Background information
- Origin: Athens, Georgia, US
- Genres: Indie rock, psychedelic pop, folk
- Years active: 2000–present
- Label: Cloud
- Members: John Fernandes Peter Erchick Derek Almstead A.J. Griffin
- Past members: Will Cullen Hart Hannah M. Jones Philip Brown Jeff Mangum Nesey Gallons Heather McIntosh Charlie Johnston Suzanne Allison

= Circulatory System (band) =

American psychedelic rock band

Circulatory System is a psychedelic rock musical ensemble formed by musician/painter Will Cullen Hart, and featuring Derek Almstead, Suzanne Allison, Peter Erchick, John Fernandes, Charlie Johnston, and Heather McIntosh.

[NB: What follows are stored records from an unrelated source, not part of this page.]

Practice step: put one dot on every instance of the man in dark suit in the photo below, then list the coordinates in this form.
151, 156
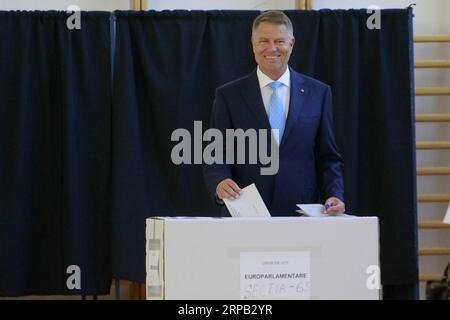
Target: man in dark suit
297, 109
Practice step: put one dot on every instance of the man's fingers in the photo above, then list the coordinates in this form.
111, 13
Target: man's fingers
228, 189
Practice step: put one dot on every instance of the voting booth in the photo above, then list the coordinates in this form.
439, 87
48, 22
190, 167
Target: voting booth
262, 258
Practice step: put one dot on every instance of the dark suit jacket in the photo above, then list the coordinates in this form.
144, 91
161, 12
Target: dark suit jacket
310, 167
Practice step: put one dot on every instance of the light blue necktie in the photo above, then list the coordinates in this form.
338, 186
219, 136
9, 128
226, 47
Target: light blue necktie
277, 118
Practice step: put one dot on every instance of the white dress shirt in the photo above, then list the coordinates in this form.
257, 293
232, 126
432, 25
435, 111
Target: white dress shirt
283, 90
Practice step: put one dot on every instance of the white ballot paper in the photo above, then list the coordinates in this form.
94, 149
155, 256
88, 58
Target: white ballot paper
316, 210
249, 204
447, 215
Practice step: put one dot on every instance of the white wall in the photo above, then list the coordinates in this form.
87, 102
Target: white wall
88, 5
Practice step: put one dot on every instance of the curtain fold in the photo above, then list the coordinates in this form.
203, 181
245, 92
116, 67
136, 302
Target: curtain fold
55, 145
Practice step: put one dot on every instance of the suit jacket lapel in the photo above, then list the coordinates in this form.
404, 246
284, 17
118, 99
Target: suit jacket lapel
252, 95
299, 93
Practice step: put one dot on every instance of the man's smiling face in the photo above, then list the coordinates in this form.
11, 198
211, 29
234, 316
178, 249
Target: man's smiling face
272, 46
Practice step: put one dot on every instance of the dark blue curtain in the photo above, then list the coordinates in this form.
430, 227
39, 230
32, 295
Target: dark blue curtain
55, 153
167, 67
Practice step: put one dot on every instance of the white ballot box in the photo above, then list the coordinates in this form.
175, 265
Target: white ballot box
262, 258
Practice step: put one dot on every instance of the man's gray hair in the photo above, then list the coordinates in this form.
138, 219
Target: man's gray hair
275, 17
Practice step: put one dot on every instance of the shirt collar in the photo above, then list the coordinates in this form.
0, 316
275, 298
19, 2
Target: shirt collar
264, 80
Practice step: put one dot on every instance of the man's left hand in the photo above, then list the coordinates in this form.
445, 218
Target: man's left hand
334, 206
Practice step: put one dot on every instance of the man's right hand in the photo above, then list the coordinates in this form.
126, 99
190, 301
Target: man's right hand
228, 189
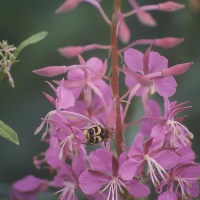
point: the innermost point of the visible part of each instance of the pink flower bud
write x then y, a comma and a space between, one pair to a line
51, 71
146, 19
168, 42
50, 98
124, 32
170, 6
177, 69
67, 6
71, 51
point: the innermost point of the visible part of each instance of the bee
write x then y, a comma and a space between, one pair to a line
96, 133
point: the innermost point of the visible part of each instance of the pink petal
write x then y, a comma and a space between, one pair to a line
92, 181
96, 65
101, 160
137, 146
157, 62
63, 94
167, 159
75, 74
137, 189
129, 168
134, 60
166, 86
78, 166
168, 195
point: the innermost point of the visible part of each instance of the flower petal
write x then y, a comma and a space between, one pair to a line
165, 86
137, 189
168, 195
92, 181
129, 169
167, 159
101, 160
157, 62
134, 60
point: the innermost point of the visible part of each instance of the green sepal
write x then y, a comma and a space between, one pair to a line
8, 133
31, 40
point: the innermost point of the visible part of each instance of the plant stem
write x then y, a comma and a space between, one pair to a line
115, 75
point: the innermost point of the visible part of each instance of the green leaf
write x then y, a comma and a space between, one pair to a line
8, 133
31, 40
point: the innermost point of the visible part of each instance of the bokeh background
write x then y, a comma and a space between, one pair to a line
22, 107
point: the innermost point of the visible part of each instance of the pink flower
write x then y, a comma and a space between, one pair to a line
151, 153
182, 182
104, 175
143, 68
28, 188
169, 128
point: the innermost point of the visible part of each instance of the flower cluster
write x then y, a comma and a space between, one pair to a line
87, 109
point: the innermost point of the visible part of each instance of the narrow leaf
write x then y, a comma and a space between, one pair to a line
8, 133
31, 40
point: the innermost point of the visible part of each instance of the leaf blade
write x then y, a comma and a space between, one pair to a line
31, 40
8, 133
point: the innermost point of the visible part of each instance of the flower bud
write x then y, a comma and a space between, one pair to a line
177, 69
146, 19
68, 6
168, 42
170, 6
124, 32
71, 51
51, 71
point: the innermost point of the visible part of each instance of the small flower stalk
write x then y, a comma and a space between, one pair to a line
87, 109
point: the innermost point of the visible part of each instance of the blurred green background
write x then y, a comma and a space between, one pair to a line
22, 107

Hart, part of the Elephant Six Collective, was one of the lead players in the Olivia Tremor Control. After that group disbanded in 2000, he and most of the other former Olivias, with the exception of Bill Doss (who was focusing on his solo project Sunshine Fix), and Eric Harris, formed Circulatory System. Neutral Milk Hotel's Jeff Mangum also contributed to their albums, but was only briefly part of the touring version of the band.

Their third full-length album, Mosaics within Mosaics, was released on June 24, 2014.

Hart died on November 29, 2024, aged 53.

== Discography ==
- Circulatory System (2001, Cloud Recordings)
- Inside Views (2001, Cloud Recordings)
- Signal Morning (2009, Cloud Recordings)
- Side 3 (2010, Cloud Recordings)
- Mosaics Within Mosaics (2014, Cloud Recordings)

- Compilation appearances
The band also released the track "Deserts (As Big as a Star)" on the benefit album The Amos House Collection Volume III on Wishing Tree Records.